Bulk Processing Operations:
process<businessObjectName>: process a list of business objects via a CRUD command.
processCS<businessObjectName>: process a list of business objects via a change summary.
Control Hints Operations:
getDfltCtrlHints(String viewName, String localeName): takes the view object name and a locale and returns the base UI hints for that locale.
This group of operations are mainly used by the ADF Business Components Service framework for service based entity object and view object support. For more information about service-based entity objects and view objects, see Section 5.4.1, "How to Invoke a Synchronous Service."
Custom service operations encapsulate complex business rules and may coordinate execution of two or more data-centric operations within one atomic transaction.
All core business functions should be exposed in services. When developing a list of business object operations, consider the entire application life cycle from creation to deletion. Also, consider potential use cases that are required by others. For example, the following list includes many of the operations associated with requisitions and purchase orders:
Operations associated with Requisitions:
delete requisition line
delete requisition distribution
approve (including all approval states such as approve, reject, and pre-approve)
view approval history
Operations associated with Purchase Order:
delete purchase order
delete purchase order line
delete purchase order shipment
delete purchase order distribution
copy purchase order
get purchase order
cancel purchase order
cancel purchase order line
approve (including all approval states)
view approval history
Typically, you should include all the standard operations, although the delete operation should only be included if supported by the business object. If you only need to delete a child object, then you must have specific delete operations on the child objects. This is because you are not able to delete a child object using the delete method on its parent object. For example,
deletePurchaseOrder will delete a purchase order and all of its lines, but won't only delete a specific line or lines.
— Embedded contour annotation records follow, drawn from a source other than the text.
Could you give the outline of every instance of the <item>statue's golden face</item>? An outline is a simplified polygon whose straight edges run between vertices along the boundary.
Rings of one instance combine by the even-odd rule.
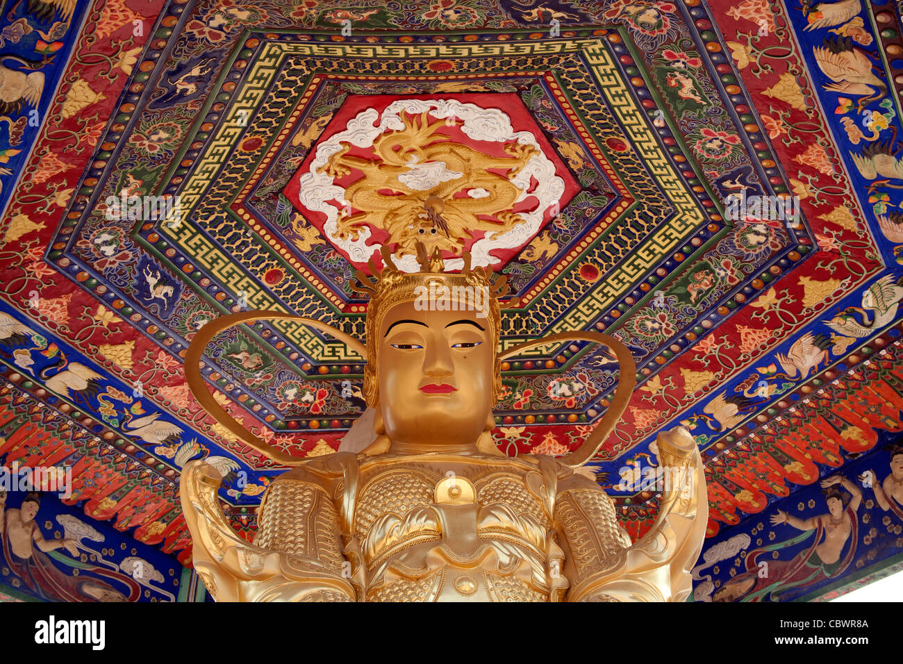
[[[473,444],[492,407],[494,348],[476,311],[393,306],[378,341],[379,407],[390,440]]]

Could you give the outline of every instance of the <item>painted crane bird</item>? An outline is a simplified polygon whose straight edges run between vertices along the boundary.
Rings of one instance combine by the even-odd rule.
[[[865,51],[855,48],[852,40],[849,37],[828,38],[822,43],[812,52],[819,69],[833,81],[825,85],[824,89],[860,95],[857,104],[860,113],[869,102],[887,94],[887,84],[872,71],[878,70],[874,61]]]
[[[894,320],[900,300],[903,300],[903,277],[894,281],[887,275],[862,292],[862,306],[848,306],[824,324],[836,332],[850,337],[867,337],[872,330],[880,330]]]

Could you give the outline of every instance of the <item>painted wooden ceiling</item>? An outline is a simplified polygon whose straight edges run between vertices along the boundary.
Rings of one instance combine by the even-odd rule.
[[[362,338],[355,270],[424,235],[508,276],[503,346],[570,330],[628,344],[638,389],[593,465],[637,536],[655,517],[634,480],[656,467],[656,432],[691,429],[710,496],[696,599],[822,597],[903,552],[903,510],[873,486],[903,430],[892,3],[5,5],[0,457],[72,468],[71,497],[42,502],[38,522],[83,513],[123,552],[100,561],[125,569],[116,556],[137,547],[180,576],[191,459],[223,470],[224,509],[248,536],[280,472],[190,394],[196,331],[276,309]],[[467,177],[429,166],[450,152]],[[375,155],[406,173],[391,195],[386,170],[362,165]],[[377,212],[393,198],[407,213],[439,182],[445,240]],[[473,212],[495,186],[517,207]],[[132,196],[178,200],[178,218]],[[205,364],[235,417],[298,455],[334,452],[365,407],[361,359],[303,327],[223,334]],[[576,448],[614,367],[584,344],[507,362],[500,449]],[[771,517],[826,515],[837,477],[860,487],[861,501],[843,494],[857,528],[817,566],[818,519]],[[752,578],[765,558],[767,584]],[[43,596],[16,569],[0,584]]]

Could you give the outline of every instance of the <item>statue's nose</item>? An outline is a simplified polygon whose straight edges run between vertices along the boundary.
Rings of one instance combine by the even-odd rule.
[[[424,374],[431,378],[451,376],[453,371],[452,353],[444,343],[430,343],[424,358]]]

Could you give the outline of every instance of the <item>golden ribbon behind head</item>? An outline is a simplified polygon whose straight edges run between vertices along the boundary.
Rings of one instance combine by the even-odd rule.
[[[194,338],[188,346],[188,352],[185,354],[185,378],[188,380],[188,388],[191,390],[191,394],[194,395],[194,398],[198,400],[198,403],[200,404],[204,410],[206,410],[209,416],[213,417],[213,419],[231,431],[238,438],[243,440],[264,456],[268,457],[273,461],[277,461],[280,463],[284,463],[288,466],[296,466],[305,463],[308,459],[289,454],[282,450],[276,449],[273,445],[265,443],[262,438],[255,435],[238,424],[235,417],[227,413],[226,409],[218,404],[217,400],[213,398],[213,395],[211,395],[207,389],[204,379],[200,375],[200,359],[204,354],[204,349],[207,348],[207,344],[212,341],[213,337],[221,332],[223,330],[228,330],[228,328],[238,325],[242,323],[264,320],[298,321],[305,325],[310,325],[315,330],[327,332],[328,334],[338,339],[340,341],[344,342],[349,349],[360,355],[365,361],[367,360],[367,349],[364,348],[364,344],[354,337],[349,336],[340,330],[336,330],[331,325],[327,325],[325,323],[321,323],[320,321],[312,318],[295,316],[275,311],[239,312],[237,313],[229,313],[228,315],[221,316],[220,318],[210,321],[200,328],[200,330],[198,331],[198,333],[194,335]]]
[[[558,459],[559,463],[569,468],[579,468],[596,455],[609,434],[620,421],[621,416],[627,409],[628,402],[633,395],[633,388],[637,387],[637,364],[627,346],[619,341],[609,334],[592,332],[558,332],[537,339],[535,341],[525,341],[509,348],[499,355],[498,359],[507,360],[531,348],[547,346],[559,341],[594,341],[608,346],[615,351],[618,366],[620,369],[620,375],[618,377],[618,389],[615,390],[615,396],[611,399],[608,410],[605,411],[602,421],[596,425],[592,433],[587,436],[580,447]]]
[[[364,359],[364,361],[367,360],[367,349],[364,347],[364,344],[354,337],[325,323],[312,318],[305,318],[304,316],[296,316],[275,311],[239,312],[238,313],[229,313],[228,315],[217,318],[200,328],[189,344],[188,352],[185,354],[185,378],[188,380],[189,389],[191,390],[191,394],[194,395],[194,397],[200,404],[201,407],[218,423],[264,456],[287,466],[301,465],[306,463],[308,459],[289,454],[265,443],[262,438],[255,435],[238,424],[237,420],[229,415],[213,398],[213,395],[207,389],[204,379],[200,375],[201,357],[203,356],[204,349],[213,340],[213,337],[224,330],[228,330],[242,323],[264,320],[297,321],[315,330],[324,332],[345,343],[349,349],[360,355]],[[630,400],[633,389],[637,385],[637,365],[627,346],[608,334],[592,332],[559,332],[537,339],[534,341],[526,341],[508,349],[498,356],[498,360],[507,360],[531,348],[547,346],[560,341],[594,341],[608,346],[615,351],[620,369],[618,388],[615,390],[615,396],[611,399],[611,404],[602,417],[602,421],[596,426],[592,433],[590,434],[578,449],[558,459],[563,465],[570,468],[577,468],[596,455],[605,439],[614,429],[615,426],[620,420],[621,415],[627,409],[628,402]]]

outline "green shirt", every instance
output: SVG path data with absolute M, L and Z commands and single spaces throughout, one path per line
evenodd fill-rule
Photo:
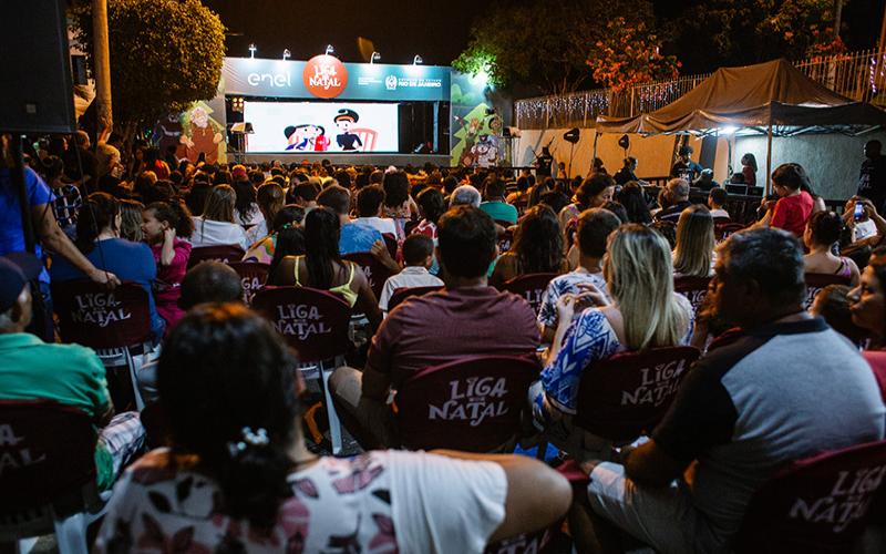
M 0 334 L 0 399 L 54 400 L 99 420 L 109 409 L 102 360 L 79 345 L 48 345 L 27 332 Z M 100 489 L 114 481 L 111 454 L 95 449 Z

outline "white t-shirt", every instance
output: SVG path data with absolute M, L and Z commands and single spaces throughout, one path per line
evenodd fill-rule
M 358 217 L 353 223 L 362 223 L 367 227 L 372 227 L 382 235 L 396 236 L 396 224 L 390 217 Z
M 270 536 L 257 536 L 218 511 L 209 478 L 172 468 L 161 449 L 126 471 L 95 552 L 157 552 L 186 540 L 206 552 L 225 542 L 249 553 L 481 553 L 505 516 L 507 478 L 497 463 L 389 450 L 321 458 L 290 474 L 293 495 Z
M 382 311 L 388 311 L 388 302 L 391 301 L 391 296 L 398 288 L 415 288 L 415 287 L 442 287 L 443 281 L 434 277 L 427 269 L 419 266 L 406 266 L 396 275 L 388 277 L 384 281 L 384 288 L 379 298 L 379 308 Z
M 214 222 L 204 219 L 203 216 L 196 216 L 193 219 L 194 234 L 190 236 L 190 244 L 195 248 L 229 244 L 236 244 L 244 250 L 249 248 L 246 232 L 236 223 Z

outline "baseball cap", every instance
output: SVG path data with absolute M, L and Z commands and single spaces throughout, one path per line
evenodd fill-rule
M 37 279 L 43 265 L 32 254 L 18 252 L 0 257 L 0 312 L 19 299 L 28 281 Z

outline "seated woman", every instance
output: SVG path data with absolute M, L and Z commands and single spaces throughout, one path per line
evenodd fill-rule
M 190 244 L 183 238 L 194 233 L 194 222 L 184 203 L 155 202 L 142 212 L 142 232 L 157 265 L 154 287 L 157 314 L 169 329 L 185 316 L 178 299 L 190 258 Z
M 861 278 L 858 266 L 852 259 L 833 253 L 842 230 L 843 220 L 833 212 L 816 212 L 810 217 L 803 234 L 803 243 L 810 252 L 803 256 L 803 270 L 845 277 L 849 279 L 849 286 L 855 287 Z
M 689 206 L 677 222 L 674 277 L 713 277 L 713 217 L 701 204 Z
M 557 301 L 557 330 L 533 402 L 536 421 L 546 427 L 576 413 L 581 372 L 595 361 L 686 345 L 692 335 L 692 306 L 673 291 L 671 252 L 661 235 L 622 225 L 609 235 L 607 253 L 602 271 L 611 302 L 590 284 Z M 573 321 L 587 301 L 591 307 Z
M 495 261 L 490 285 L 498 288 L 521 275 L 560 274 L 566 270 L 563 234 L 557 216 L 546 206 L 536 206 L 517 225 L 511 250 Z
M 365 314 L 374 331 L 381 322 L 379 301 L 365 274 L 339 255 L 339 217 L 315 208 L 305 217 L 305 256 L 287 256 L 268 277 L 268 285 L 311 287 L 340 295 L 354 311 Z
M 151 331 L 156 343 L 163 338 L 166 325 L 157 314 L 152 290 L 157 278 L 157 266 L 146 244 L 120 238 L 120 201 L 107 193 L 92 193 L 78 214 L 75 244 L 96 268 L 145 289 L 151 312 Z M 83 271 L 60 256 L 53 258 L 50 276 L 53 281 L 86 278 Z
M 194 217 L 194 235 L 190 244 L 200 246 L 237 245 L 249 248 L 246 232 L 234 219 L 237 195 L 229 185 L 213 187 L 206 196 L 203 214 Z
M 190 311 L 158 366 L 171 448 L 126 471 L 95 551 L 481 553 L 568 510 L 568 481 L 526 456 L 311 453 L 297 363 L 243 306 Z

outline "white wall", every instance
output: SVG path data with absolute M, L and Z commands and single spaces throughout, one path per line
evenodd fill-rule
M 550 143 L 550 152 L 558 162 L 569 165 L 570 144 L 563 140 L 566 129 L 546 131 L 522 131 L 515 141 L 514 165 L 532 165 L 536 152 Z M 621 167 L 625 151 L 618 146 L 619 134 L 602 134 L 597 141 L 597 157 L 602 158 L 609 173 Z M 670 172 L 678 136 L 655 135 L 643 137 L 629 135 L 631 147 L 629 155 L 639 161 L 639 177 L 663 176 Z M 772 168 L 780 164 L 795 162 L 806 168 L 812 177 L 813 188 L 826 199 L 843 199 L 855 194 L 858 184 L 858 170 L 864 156 L 862 150 L 865 142 L 878 138 L 886 144 L 886 132 L 869 133 L 862 136 L 842 134 L 808 134 L 793 137 L 774 137 L 772 140 Z M 553 141 L 553 142 L 552 142 Z M 696 150 L 696 160 L 701 151 L 701 140 L 690 138 Z M 578 144 L 573 154 L 570 175 L 587 175 L 590 171 L 594 152 L 594 130 L 583 129 Z M 739 161 L 750 152 L 756 157 L 759 184 L 766 182 L 766 137 L 736 136 L 732 147 L 732 168 L 741 171 Z M 729 144 L 725 137 L 718 140 L 714 160 L 714 179 L 722 182 L 728 177 Z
There are general guidelines you must follow when defining service operations.
Be generic where it makes sense
Since most Oracle Fusion services serve multiple use cases as listed in Section 220.127.116.11, services should not be designed narrowly for only one use case at the exclusion of others. Instead, services should be designed from the start to be general purpose and contain APIs that can serve the widest use cases. This is especially important to consider for common business functions that are initially required for the UI or to meet enhancement requests from other products. It should be the conceptual essence of the use case that drives the interface, not the fine-grained specifics of one consumer. A consumer can be seen as a representative of a specific use case, but the provider should always apply well-measured foresight when defining the interface details. Creating general purpose APIs from the beginning will:
Prevent method explosion as other similar use cases are requested.
Increase reuse by multiple use case.
GetPersonName() operation: The provider, at a minimum, requires the primary keys to access a person's name as input. However, the output could be either a formatted name in a form of a simple String or a complex document representing Name object. The list of returned attributes must be determined by the consumers' business requirements. If the first consumer of an interface only requires
LastName to be returned, it would be possible to only return these two values. However, it is likely that a popular service operation such as
GetPersonName() will soon be adopted by more consumers, which will require other attributes of a name. In this example, it makes sense to include
LegalName, and so on into the first specification of the service interface. This will avoid the creation of a new interface version in the foreseeable future.
Leverage standards wherever possible
Enterprise Business Object (EBO) standards, introduced by the AIA (Application Integration Architecture), are canonical forms of interfaces, which represent an abstract intermediary shape that integration parties go from and to in the integration. If existing Enterprise Business Object shapes are a good fit for the business requirements of your specific use case, they should be leveraged. Even if the EBO shape is not identical, the names of the EBO objects and attributes should be reused as much as possible. If your service needs to be consumed by either an internal stakeholder or an outside party, using a standard is definitely recommended to avoid costly negotiation of proprietary interfaces.
However, in many situations either no standard exists or the standard does not optimally support your business need. In this case you should make the interface as generic as possible for your given group of consumers. This will make sure that the interface stays stable as more consumers adopt it, while being highly useful for your given business processes. With good strategic planning it is possible to define generic interfaces for a defined subset of stakeholders.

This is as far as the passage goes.